Pero fue otra exquisita aficionada a los cruces entre literatura, artes visuales y teatro la que pergeñó este pasaje: Analía Couceyro. Recordemos que Analía hizo, entre muchos otros trabajos como actriz y directora, aquella excéntrica obra Barrocos retratos de una papa sobre la vida de la pintora Mildred Burton, además de Tanta mansedumbre la primera versión local que se recuerde de Clarice Lispector para el teatro; fue durante largo tiempo la protagonista de El rastro de la escritora mexicana Margo Glantz, más acá en el tiempo, participó del ciclo El borde de sí mismo con la pieza Voraz, donde recaló en el universo de la poeta y artista Liliana Maresca. Según cuentan, Analía fue la iniciadora de este proyecto y María decidió acompañarla en la aventura. Y ¿qué mejor escenario para esas divagaciones pictóricas que los salones donde esos cuadros pasan días y noches? Así fue que Couceyro propuso al Museo Nacional de Bellas Artes para sean los anfitriones de la obra. Y ellos aceptaron encantados. 

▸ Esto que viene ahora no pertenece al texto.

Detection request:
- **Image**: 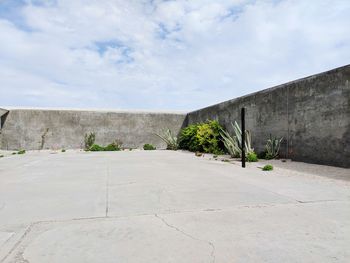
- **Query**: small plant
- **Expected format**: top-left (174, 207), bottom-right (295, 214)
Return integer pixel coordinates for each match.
top-left (220, 121), bottom-right (254, 157)
top-left (88, 140), bottom-right (121, 152)
top-left (156, 129), bottom-right (179, 151)
top-left (263, 164), bottom-right (273, 171)
top-left (179, 124), bottom-right (201, 152)
top-left (102, 141), bottom-right (121, 151)
top-left (143, 143), bottom-right (156, 151)
top-left (84, 132), bottom-right (96, 151)
top-left (266, 134), bottom-right (283, 159)
top-left (247, 152), bottom-right (258, 162)
top-left (88, 144), bottom-right (104, 152)
top-left (196, 120), bottom-right (223, 155)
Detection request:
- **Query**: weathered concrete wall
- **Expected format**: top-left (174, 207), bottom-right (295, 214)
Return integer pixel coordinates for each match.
top-left (0, 65), bottom-right (350, 167)
top-left (0, 109), bottom-right (185, 150)
top-left (186, 65), bottom-right (350, 167)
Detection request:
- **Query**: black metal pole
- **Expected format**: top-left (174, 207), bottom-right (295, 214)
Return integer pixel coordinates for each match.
top-left (241, 108), bottom-right (245, 168)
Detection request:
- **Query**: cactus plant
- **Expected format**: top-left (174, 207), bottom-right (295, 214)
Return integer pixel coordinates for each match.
top-left (156, 129), bottom-right (179, 151)
top-left (220, 121), bottom-right (254, 157)
top-left (266, 134), bottom-right (283, 159)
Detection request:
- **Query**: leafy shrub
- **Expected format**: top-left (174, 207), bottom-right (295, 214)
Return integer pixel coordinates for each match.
top-left (89, 142), bottom-right (121, 152)
top-left (88, 144), bottom-right (105, 152)
top-left (266, 134), bottom-right (283, 159)
top-left (196, 120), bottom-right (223, 154)
top-left (258, 151), bottom-right (267, 159)
top-left (84, 132), bottom-right (96, 151)
top-left (143, 143), bottom-right (156, 151)
top-left (103, 142), bottom-right (121, 151)
top-left (220, 121), bottom-right (254, 157)
top-left (179, 120), bottom-right (224, 154)
top-left (247, 152), bottom-right (258, 162)
top-left (179, 124), bottom-right (200, 152)
top-left (156, 129), bottom-right (179, 151)
top-left (263, 164), bottom-right (273, 171)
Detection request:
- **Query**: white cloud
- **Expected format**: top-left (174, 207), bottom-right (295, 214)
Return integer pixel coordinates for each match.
top-left (0, 0), bottom-right (350, 110)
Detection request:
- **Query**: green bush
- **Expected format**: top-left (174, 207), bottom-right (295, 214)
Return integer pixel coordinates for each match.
top-left (179, 120), bottom-right (224, 154)
top-left (143, 143), bottom-right (156, 151)
top-left (179, 124), bottom-right (201, 152)
top-left (247, 152), bottom-right (258, 162)
top-left (196, 120), bottom-right (223, 154)
top-left (156, 129), bottom-right (179, 151)
top-left (88, 144), bottom-right (105, 152)
top-left (104, 142), bottom-right (121, 151)
top-left (84, 132), bottom-right (96, 151)
top-left (89, 141), bottom-right (121, 152)
top-left (263, 164), bottom-right (273, 171)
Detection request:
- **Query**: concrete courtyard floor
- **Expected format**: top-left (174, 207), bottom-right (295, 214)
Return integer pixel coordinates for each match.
top-left (0, 151), bottom-right (350, 263)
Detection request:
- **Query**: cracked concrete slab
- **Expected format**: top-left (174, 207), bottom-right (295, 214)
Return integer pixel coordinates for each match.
top-left (0, 151), bottom-right (350, 263)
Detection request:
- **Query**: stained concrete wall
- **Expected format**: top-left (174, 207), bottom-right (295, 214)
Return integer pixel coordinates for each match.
top-left (0, 65), bottom-right (350, 167)
top-left (186, 65), bottom-right (350, 167)
top-left (0, 109), bottom-right (185, 150)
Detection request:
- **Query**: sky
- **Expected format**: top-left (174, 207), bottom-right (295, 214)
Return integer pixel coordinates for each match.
top-left (0, 0), bottom-right (350, 111)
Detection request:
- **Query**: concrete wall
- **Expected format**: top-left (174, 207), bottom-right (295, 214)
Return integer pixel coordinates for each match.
top-left (186, 65), bottom-right (350, 167)
top-left (0, 65), bottom-right (350, 167)
top-left (0, 109), bottom-right (185, 150)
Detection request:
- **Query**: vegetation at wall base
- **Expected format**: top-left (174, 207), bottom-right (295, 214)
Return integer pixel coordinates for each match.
top-left (89, 143), bottom-right (121, 152)
top-left (156, 129), bottom-right (179, 151)
top-left (179, 120), bottom-right (225, 155)
top-left (247, 152), bottom-right (258, 162)
top-left (220, 121), bottom-right (254, 158)
top-left (143, 143), bottom-right (156, 151)
top-left (263, 164), bottom-right (273, 171)
top-left (84, 132), bottom-right (96, 151)
top-left (265, 134), bottom-right (283, 159)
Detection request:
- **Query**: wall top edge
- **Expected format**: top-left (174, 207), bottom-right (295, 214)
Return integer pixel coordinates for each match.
top-left (188, 64), bottom-right (350, 114)
top-left (0, 106), bottom-right (187, 115)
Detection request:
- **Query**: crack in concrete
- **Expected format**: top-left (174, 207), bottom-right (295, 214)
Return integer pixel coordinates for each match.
top-left (154, 214), bottom-right (215, 263)
top-left (0, 222), bottom-right (38, 263)
top-left (39, 128), bottom-right (49, 150)
top-left (105, 163), bottom-right (110, 217)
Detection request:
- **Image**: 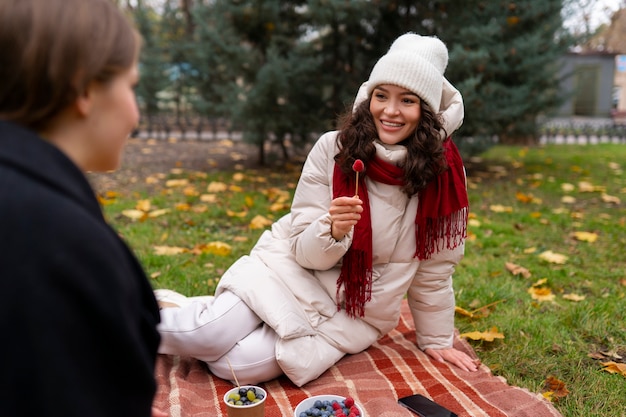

El nervio óptico, versión teatral, es la conversión de esos relatos en sucesivos monólogos. Una singular visita guiada por los interiores del MNBA dirigida por la propia Analía Couceyro encarnando una señora algo anticuada que dice no salir jamás de ese lugar. Ella nos lleva: del amplio hall al ala derecha iluminada con tenues foquitos donde nos encontramos con el arte argentino del siglo XIX, al corazón de la planta baja donde se avizoran pintores y mobiliario franceses, y conmovedores barrocos y manieristas, para después subir las marmóreas escaleras y recorrer recovecos del primer piso donde se aprecia un interesante recorte del arte del siglo XX. “No se distraigan mirando que igual pueden venir en cualquier momentito”, advierte la señora, para que los paseantes sigamos presurosos las indicaciones que ella nos indica. 

De las atiborradas 150 páginas del libro original, Couceyro y Gainza eligieron quedarse con solo siete historias. La condensación tuvo en cuenta, claro, las que contenían cuadros que estuvieran expuestos en el patrimonio del Museo Nacional y que pudieran por lo tanto “ser dichos” en los monólogos. El vertiginoso recorrido nos va dejando siempre frente a una mujer que vibra un poco más intensamente que los demás y que comienza con la tarea de imantarnos con sus palabras. ¿Quiénes son ellas? En la ficción, simples visitantes de las salas; en la realidad un conjunto soñado de primeras actrices de Buenos Aires: Luciana Mastromauro, Julieta Vallina, Anabella Bacigalupo, Laura López Moyano, Florencia Bergallo, Juliana Muras y la propia Couceyro. La voz cantante del libro se divide y multiplica en todas ellas, como la lluvia hace con la luz del sol. 

Estas mujeres van a monologar e incumbir de esa manera a Cándido López, Gustave Courbet, El Greco, Mark Rothko, Henri Julien Félix Rousseau, Tsuguharu Foujita y Augusto Schiavoni en sus historias de vida. Cada cuadro es presentado por una de ellas de modo tal que el espectador, como en un partido de tenis movidito va de la imagen pintada al cuerpo de la actriz y del cuerpo a la imagen pintada. Un duelo, un dúo, una canción cantada de a dos. A veces la figura es tan cautivante que al cuadro solo se vuelve con furtivos relojeos como para refrescar de qué estábamos hablando; otras, el cuadro funciona como el centro de un espiral y las palabras y entonaciones de la que habla se tornan las de un hipnotizador induciéndonos a un trance profundo.  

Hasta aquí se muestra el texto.